Но ковбойский наряд разделил участь третьей подпруги. Никто не верил в костюм! «Что это еще такое?» — спрашивали. «Ковбойские брюки». — «Ха-ха, какие же это ковбойские?» Даже кожаные штаны вызывали только недоумение. «Знаешь что, — посоветовали мне, — сними ты все, оставь шляпу и шпоры».

Шляпа и шпоры действительно производили почти такое же впечатление, как цена гнедого Фрегата и слово «коновал», но если бы в таком виде попался я на глаза ковбоям!
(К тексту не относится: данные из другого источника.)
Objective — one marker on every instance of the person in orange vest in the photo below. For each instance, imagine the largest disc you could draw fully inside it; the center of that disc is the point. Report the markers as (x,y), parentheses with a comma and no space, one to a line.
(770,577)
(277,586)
И главное, что было сердиться на других, если сам я вел себя еще недавно точно так же. Когда пришли мы с Томасом в ковбойский магазин, он говорил: «Выбери себе ремень». Говорю: «Вот этот». Томас опять помрачнел, как в первые дни нашего знакомства: вроде все уроки ковбойства пошли не впрок. «А что такого?» — спрашиваю. «Это же не ковбойский! Это так, дрянь, которую всякие пижоны таскают…» Словом, почти ничего не сумел я выбрать из того, что, на взгляд Томаса, было «настоящим». Рубашка, которую он собственными руками на меня напялил, — какая-то клюква в молоке — была, оказывается, ковбойской, самой ковбойской, какую только можно себе представить. «В таких покоряли Дикий Запад», — сообщил Томас с гордостью, хотя на вид это было в пору носить барышне или пятилетнему ребенку. Когда же дело дошло до куртки, то я бы сказал: там были такие ковбойские куртки! Но Томас забраковал все и в конце концов снял куртку со своего плеча — мы с ним были одного роста.
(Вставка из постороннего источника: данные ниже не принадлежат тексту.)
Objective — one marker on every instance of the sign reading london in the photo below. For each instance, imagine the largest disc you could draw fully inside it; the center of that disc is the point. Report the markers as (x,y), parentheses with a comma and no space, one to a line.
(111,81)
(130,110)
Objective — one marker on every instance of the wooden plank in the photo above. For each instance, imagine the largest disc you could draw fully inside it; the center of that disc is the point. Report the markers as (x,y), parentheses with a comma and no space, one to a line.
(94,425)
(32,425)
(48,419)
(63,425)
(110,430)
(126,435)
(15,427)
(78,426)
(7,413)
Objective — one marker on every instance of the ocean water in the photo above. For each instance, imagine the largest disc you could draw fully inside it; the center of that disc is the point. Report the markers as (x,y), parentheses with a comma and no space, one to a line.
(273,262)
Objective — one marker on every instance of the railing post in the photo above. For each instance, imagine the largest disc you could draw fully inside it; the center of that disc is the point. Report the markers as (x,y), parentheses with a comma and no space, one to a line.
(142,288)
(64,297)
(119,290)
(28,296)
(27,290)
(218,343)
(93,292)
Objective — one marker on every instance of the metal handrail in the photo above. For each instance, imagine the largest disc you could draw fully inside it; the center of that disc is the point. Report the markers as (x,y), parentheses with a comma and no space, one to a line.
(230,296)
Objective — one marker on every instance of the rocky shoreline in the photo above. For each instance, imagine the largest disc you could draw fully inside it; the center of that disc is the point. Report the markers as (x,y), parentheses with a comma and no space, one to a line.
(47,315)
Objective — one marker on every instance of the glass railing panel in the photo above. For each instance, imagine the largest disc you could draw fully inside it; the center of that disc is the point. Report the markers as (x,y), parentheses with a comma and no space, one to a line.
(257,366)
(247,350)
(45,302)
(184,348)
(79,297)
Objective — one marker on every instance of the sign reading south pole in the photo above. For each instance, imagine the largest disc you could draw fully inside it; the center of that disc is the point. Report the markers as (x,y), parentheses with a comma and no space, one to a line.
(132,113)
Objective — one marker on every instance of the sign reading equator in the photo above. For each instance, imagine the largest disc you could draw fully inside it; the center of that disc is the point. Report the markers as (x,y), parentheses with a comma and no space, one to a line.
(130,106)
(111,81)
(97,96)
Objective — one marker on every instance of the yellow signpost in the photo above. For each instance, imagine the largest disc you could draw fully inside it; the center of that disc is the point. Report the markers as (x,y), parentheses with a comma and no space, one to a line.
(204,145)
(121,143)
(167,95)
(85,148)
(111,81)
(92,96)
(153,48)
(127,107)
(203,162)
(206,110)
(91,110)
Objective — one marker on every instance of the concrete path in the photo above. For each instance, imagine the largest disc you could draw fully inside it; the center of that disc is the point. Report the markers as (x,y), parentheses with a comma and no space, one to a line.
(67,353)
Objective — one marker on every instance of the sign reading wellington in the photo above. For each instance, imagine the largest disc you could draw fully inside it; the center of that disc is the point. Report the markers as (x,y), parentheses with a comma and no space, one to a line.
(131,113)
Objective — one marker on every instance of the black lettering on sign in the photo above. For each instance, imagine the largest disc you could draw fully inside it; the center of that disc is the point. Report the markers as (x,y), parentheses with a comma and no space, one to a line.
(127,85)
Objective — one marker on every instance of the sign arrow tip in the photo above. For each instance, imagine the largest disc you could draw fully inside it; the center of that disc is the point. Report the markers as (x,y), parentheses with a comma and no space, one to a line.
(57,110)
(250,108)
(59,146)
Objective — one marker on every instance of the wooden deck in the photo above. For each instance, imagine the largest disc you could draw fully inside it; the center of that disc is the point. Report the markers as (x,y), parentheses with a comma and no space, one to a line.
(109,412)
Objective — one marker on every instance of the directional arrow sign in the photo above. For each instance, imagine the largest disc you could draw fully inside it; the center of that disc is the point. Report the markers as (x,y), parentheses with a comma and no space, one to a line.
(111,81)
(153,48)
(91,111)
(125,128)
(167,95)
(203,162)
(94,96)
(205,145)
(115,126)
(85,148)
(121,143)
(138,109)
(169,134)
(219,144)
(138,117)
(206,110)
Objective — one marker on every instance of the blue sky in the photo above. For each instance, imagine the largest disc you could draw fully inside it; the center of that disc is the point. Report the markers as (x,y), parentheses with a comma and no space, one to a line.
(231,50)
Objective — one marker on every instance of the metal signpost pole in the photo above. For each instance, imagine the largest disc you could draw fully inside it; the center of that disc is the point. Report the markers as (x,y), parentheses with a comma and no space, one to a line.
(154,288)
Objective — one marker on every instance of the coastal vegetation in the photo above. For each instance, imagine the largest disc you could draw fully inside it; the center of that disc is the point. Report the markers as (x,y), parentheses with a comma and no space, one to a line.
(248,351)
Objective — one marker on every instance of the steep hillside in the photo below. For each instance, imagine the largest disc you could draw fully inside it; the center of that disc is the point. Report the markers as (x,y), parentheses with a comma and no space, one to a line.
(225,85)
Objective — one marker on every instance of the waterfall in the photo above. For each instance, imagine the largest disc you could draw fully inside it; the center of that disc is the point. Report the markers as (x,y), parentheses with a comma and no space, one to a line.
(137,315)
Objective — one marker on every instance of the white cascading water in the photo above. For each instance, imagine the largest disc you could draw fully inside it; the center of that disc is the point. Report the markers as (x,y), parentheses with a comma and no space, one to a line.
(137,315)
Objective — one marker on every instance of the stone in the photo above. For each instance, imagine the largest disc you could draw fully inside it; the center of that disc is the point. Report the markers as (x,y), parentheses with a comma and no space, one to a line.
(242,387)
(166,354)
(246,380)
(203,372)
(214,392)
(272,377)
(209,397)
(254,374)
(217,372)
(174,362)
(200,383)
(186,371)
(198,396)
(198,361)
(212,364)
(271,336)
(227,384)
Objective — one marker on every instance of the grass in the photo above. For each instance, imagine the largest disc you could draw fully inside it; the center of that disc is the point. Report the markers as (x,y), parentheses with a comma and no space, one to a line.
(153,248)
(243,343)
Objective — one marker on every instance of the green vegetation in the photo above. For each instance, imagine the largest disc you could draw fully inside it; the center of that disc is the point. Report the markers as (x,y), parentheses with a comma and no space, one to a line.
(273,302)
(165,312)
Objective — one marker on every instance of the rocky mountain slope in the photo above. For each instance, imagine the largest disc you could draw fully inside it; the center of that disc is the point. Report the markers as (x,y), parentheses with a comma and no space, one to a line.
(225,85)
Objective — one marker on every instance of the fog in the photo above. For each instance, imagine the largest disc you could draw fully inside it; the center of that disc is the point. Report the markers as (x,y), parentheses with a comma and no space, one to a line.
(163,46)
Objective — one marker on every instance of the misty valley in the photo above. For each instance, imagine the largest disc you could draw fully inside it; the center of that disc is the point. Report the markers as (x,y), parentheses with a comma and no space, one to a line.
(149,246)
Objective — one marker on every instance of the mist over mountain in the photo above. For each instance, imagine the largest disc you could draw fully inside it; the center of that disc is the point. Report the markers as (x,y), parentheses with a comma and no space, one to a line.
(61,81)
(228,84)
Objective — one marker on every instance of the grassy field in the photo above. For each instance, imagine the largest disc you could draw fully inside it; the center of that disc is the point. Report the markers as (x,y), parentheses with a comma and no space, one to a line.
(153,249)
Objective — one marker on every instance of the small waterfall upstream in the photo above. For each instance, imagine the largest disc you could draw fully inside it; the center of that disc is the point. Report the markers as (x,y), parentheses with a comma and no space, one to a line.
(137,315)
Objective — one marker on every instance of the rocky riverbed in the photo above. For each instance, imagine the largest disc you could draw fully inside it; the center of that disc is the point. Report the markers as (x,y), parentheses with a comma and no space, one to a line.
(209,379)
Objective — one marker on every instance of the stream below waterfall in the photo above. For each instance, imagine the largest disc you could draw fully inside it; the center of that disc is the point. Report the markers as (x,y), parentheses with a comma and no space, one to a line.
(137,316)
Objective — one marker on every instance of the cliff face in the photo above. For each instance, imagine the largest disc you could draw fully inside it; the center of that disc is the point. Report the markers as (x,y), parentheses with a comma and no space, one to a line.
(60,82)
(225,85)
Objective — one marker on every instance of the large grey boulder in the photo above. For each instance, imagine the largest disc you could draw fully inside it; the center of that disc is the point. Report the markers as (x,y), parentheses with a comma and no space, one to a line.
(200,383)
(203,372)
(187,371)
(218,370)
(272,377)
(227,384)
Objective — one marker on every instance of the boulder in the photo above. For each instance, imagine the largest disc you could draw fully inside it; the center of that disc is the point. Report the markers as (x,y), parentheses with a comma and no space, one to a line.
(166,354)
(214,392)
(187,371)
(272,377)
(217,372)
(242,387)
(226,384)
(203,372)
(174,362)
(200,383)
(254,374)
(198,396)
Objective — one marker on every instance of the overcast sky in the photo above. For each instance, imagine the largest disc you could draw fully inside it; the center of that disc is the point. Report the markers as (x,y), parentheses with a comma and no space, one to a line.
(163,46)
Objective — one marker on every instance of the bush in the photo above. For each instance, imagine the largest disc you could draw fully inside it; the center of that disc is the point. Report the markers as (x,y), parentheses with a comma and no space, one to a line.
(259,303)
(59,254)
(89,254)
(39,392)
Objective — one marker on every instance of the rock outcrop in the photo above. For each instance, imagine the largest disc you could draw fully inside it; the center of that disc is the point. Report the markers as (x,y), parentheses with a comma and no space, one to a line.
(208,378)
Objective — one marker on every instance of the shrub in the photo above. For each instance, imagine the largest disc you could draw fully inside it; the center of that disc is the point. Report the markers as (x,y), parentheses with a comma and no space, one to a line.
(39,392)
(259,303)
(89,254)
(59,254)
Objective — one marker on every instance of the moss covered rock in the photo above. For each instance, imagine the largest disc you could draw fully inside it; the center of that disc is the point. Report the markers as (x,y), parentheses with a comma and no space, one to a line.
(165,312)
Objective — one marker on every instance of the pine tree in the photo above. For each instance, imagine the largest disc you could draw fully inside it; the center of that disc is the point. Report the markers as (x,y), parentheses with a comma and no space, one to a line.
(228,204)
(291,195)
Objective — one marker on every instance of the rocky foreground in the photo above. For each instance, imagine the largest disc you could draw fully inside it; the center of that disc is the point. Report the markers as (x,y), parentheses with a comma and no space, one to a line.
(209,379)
На задней стороне воротника этой потрепанной кожанки имелось клеймо: «Техас». Но не мог же я носить куртку навыворот.

Встретил я друга своего Игоря К. — в просторечии Гарик. Ну, думаю, вот кто меня поймет.
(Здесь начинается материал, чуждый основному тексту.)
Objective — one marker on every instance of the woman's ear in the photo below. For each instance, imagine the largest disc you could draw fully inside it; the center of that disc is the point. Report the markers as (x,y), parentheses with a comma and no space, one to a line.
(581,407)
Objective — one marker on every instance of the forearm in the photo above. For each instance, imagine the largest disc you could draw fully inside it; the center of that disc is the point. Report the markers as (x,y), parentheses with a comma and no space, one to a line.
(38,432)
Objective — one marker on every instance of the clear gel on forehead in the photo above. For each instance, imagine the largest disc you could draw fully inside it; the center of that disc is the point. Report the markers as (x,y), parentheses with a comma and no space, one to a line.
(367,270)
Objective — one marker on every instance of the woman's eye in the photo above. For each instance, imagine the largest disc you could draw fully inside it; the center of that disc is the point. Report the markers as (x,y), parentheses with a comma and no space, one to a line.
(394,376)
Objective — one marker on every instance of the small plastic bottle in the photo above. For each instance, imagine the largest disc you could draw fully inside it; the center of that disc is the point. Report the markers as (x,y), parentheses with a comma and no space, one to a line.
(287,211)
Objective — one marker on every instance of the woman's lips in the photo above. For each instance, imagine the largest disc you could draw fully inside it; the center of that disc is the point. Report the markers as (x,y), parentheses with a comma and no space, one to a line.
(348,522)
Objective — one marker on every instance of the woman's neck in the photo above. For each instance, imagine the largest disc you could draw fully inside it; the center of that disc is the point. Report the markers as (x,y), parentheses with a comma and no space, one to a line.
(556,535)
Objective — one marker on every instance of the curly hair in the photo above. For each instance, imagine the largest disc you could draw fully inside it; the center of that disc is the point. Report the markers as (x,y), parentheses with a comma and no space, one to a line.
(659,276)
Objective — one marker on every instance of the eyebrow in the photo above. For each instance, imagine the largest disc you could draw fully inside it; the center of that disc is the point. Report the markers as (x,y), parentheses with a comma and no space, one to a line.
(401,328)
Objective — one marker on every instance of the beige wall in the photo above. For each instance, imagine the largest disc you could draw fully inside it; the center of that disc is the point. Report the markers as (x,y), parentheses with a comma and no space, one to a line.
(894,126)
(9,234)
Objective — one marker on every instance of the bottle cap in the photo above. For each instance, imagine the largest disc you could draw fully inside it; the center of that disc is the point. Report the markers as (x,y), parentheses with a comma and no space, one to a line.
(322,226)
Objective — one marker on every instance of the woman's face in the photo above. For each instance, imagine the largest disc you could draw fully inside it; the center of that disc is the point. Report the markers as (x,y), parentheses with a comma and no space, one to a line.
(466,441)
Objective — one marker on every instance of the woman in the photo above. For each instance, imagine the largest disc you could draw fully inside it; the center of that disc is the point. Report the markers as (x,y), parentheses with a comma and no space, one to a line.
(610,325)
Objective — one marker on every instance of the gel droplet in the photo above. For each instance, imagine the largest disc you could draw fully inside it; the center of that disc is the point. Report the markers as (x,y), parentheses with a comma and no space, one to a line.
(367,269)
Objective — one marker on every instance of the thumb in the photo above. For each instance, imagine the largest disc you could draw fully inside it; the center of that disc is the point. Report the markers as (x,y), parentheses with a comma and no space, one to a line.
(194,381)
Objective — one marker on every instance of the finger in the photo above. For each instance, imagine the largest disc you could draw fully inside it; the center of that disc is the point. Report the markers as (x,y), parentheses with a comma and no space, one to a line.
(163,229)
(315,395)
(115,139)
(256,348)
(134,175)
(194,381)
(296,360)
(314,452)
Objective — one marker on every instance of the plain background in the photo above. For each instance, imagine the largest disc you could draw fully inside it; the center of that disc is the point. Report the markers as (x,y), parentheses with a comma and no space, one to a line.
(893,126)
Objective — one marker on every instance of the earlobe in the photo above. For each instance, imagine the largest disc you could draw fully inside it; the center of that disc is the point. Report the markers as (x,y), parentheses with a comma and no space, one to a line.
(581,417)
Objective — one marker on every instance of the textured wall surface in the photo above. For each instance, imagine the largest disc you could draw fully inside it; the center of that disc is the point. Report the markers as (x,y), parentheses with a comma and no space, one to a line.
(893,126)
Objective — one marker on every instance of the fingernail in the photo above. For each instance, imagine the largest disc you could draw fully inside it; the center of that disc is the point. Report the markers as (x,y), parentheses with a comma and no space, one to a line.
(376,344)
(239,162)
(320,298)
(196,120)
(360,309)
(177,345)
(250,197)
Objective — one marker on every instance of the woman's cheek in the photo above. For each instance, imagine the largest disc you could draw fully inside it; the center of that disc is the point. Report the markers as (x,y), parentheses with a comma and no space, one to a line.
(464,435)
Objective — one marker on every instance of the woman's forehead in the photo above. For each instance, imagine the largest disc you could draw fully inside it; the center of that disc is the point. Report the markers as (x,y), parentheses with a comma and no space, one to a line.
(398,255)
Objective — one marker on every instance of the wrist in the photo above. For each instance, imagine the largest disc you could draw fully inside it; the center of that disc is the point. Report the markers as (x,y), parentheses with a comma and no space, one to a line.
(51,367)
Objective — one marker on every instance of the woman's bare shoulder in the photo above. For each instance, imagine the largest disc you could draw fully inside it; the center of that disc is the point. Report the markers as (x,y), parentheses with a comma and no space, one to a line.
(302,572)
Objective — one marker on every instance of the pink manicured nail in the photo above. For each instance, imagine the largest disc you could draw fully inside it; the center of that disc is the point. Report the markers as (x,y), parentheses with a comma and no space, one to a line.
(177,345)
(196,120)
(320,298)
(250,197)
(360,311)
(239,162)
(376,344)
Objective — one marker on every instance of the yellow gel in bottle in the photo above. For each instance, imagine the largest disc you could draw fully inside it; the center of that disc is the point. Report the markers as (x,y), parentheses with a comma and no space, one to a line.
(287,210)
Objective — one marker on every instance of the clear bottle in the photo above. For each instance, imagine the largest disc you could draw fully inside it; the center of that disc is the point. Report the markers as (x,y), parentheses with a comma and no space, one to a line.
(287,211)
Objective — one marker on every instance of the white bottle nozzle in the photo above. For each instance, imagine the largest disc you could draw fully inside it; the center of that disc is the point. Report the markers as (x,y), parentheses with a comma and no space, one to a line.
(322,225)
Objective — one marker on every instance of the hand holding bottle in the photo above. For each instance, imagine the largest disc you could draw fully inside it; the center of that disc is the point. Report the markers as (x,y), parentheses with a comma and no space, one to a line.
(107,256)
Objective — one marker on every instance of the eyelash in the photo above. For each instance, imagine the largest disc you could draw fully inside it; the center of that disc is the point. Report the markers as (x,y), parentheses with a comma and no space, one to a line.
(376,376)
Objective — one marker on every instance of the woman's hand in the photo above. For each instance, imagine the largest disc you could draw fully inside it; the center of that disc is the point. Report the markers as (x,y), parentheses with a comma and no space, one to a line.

Друг — скульптор. Ставит он памятники лошадям. Великим скакунам былых и нынешних времен. Если в жизни, прямо на скаковой дорожке, не застали вы какую-нибудь четвероногую знаменитость, то не тревожьтесь — Гарик запечатлеет ее для потомства в бронзе. С необычайной честностью относясь к своему ремеслу, Гарик постиг мир живой природы не из вторых рук. Обитатели гор и пустынь, лесов и рек, даже морей и океанов знакомы ему непосредственно. Не только коня, но и кита Гарик способен изобразить с портретной достоверностью.

Как-то раз пригласил Гарик даму своего сердца в зоопарк, а там увидели они верблюда.

Скульптор-землепроходец тотчас понял, что перед ним не какой-нибудь выкормыш из питомника, а видавший виды дромадер, настоящий «корабль пустыни». Рубцы и раны на теле величественного пенсионера говорили опытному глазу о том, что пройден достойный трудовой путь.

Величественно верблюд жевал какую-то колючую дрянь и, как бы цитируя сказку «Почему у верблюда вырос горб», всем своим видом говорил: «Презираю!»

— Вот это Киплинг! — восхитилась дама Гарикова сердца.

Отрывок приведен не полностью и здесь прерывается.